Malta Development Bank to act as catalyst for alternative finance, minister tells investment conference

 

Edward Scicluna said the bank would act as a lender of last resort, while laso financing big projects whose nature ‘will inhibit commerical banks’

Finance minister Edward Scicluna
Finance minister Edward Scicluna

The Malta Development Bank will operate under the statergic  objective of addressing market failures by offering financing facilities to support productive and viable operations where the market is unable or unwilling to accomodate such activites, according to Finance minister Edward Scicluna.

Addressing a conference with the theme “Investment and Investment Finance – the case of Malta”, Scicluna said the the bank’s operations would be focusing on the provision of facilities to SMEs and infrastrucutre projects that conribute to national or regional development.
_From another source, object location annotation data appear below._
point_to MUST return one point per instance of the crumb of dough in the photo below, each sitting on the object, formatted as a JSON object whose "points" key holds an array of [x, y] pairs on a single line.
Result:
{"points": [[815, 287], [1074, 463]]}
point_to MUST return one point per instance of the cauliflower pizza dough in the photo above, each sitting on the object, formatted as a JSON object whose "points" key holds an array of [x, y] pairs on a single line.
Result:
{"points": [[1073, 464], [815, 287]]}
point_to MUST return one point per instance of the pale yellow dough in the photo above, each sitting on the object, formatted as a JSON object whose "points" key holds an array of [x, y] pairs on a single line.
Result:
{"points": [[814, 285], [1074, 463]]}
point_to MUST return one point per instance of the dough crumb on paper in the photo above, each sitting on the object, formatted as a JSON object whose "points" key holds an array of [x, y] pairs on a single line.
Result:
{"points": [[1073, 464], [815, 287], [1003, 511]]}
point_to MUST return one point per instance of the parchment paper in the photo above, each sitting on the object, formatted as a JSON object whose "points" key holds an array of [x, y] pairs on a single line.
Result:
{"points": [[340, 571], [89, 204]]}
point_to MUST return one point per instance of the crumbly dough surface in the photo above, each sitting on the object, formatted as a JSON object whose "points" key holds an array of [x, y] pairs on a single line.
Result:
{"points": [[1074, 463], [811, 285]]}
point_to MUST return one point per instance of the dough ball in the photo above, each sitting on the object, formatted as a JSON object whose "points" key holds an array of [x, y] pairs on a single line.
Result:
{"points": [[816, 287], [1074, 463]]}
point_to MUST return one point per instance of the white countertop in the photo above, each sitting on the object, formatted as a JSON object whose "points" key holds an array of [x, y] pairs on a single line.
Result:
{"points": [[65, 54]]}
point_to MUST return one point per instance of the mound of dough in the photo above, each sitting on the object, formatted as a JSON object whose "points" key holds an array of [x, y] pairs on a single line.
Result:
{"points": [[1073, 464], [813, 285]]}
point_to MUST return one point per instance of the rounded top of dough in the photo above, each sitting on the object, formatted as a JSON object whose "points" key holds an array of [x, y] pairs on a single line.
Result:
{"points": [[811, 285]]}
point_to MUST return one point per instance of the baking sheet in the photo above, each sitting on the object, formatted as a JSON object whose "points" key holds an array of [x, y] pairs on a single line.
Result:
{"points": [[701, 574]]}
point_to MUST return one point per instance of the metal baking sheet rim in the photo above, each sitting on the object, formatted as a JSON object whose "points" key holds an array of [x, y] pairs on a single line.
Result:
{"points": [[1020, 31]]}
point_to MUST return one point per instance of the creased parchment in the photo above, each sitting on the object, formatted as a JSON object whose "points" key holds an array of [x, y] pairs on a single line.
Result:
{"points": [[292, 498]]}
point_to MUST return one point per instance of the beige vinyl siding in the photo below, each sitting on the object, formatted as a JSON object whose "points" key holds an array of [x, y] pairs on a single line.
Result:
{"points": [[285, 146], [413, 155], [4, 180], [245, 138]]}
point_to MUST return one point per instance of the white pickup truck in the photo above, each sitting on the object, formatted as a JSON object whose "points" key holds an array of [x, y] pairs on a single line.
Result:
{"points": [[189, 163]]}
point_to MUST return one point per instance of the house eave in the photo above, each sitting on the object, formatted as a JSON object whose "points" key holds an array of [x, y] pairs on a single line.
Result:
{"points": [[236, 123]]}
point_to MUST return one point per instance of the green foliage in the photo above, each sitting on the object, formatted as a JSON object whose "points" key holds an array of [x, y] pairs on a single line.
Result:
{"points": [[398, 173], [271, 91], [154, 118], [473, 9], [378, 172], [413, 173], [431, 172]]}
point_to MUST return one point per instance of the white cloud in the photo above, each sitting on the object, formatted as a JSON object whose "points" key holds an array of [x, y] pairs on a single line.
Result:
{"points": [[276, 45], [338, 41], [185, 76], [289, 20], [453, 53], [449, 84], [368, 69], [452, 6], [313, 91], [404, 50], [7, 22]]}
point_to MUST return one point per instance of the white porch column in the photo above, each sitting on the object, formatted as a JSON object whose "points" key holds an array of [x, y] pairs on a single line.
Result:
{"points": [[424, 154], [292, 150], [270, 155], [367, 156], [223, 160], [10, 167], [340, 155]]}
The conference was organised jointly by the European Investent Bank and the Central Bank of Malta and was attended by “senior officials from leading public and private institutions, embassies and commercial companies,” the ministry said in a statement.

It quoted the minister as saying that rather than being driven by purely commercial considerations and profit maximisation, the MDB “would be primarily committed to supporting socio-economic objectives in the public interest”.

“It will thus be complementing and supplementing the operations of market players in the financial system, rather than offering any form of competition,” said Scicluna.

“In effect, it will be operating as a lender of last resort on a non-competitive basis as well as financing those projects, such as large infrastructure projects, which, because of their long gestation period and risk profile, will inhibit commercial banks to finance such investment.”

Moreover, the minister said the bank “could also act as a catalyst to encourage credit institutions to participate in syndicated loans for local inftastructure development, provide guarantees, or co-finance such projects with credit institutions or directly under a Public-Private Partnership initiative”.

 “Malta’s Development Bank will also seek opportunities to increase the utilisation of the European Fund for Strategic Investments and enhance the financing of infrastructure by blending its resources with other EU funding instruments,” concluded Minister Scicluna.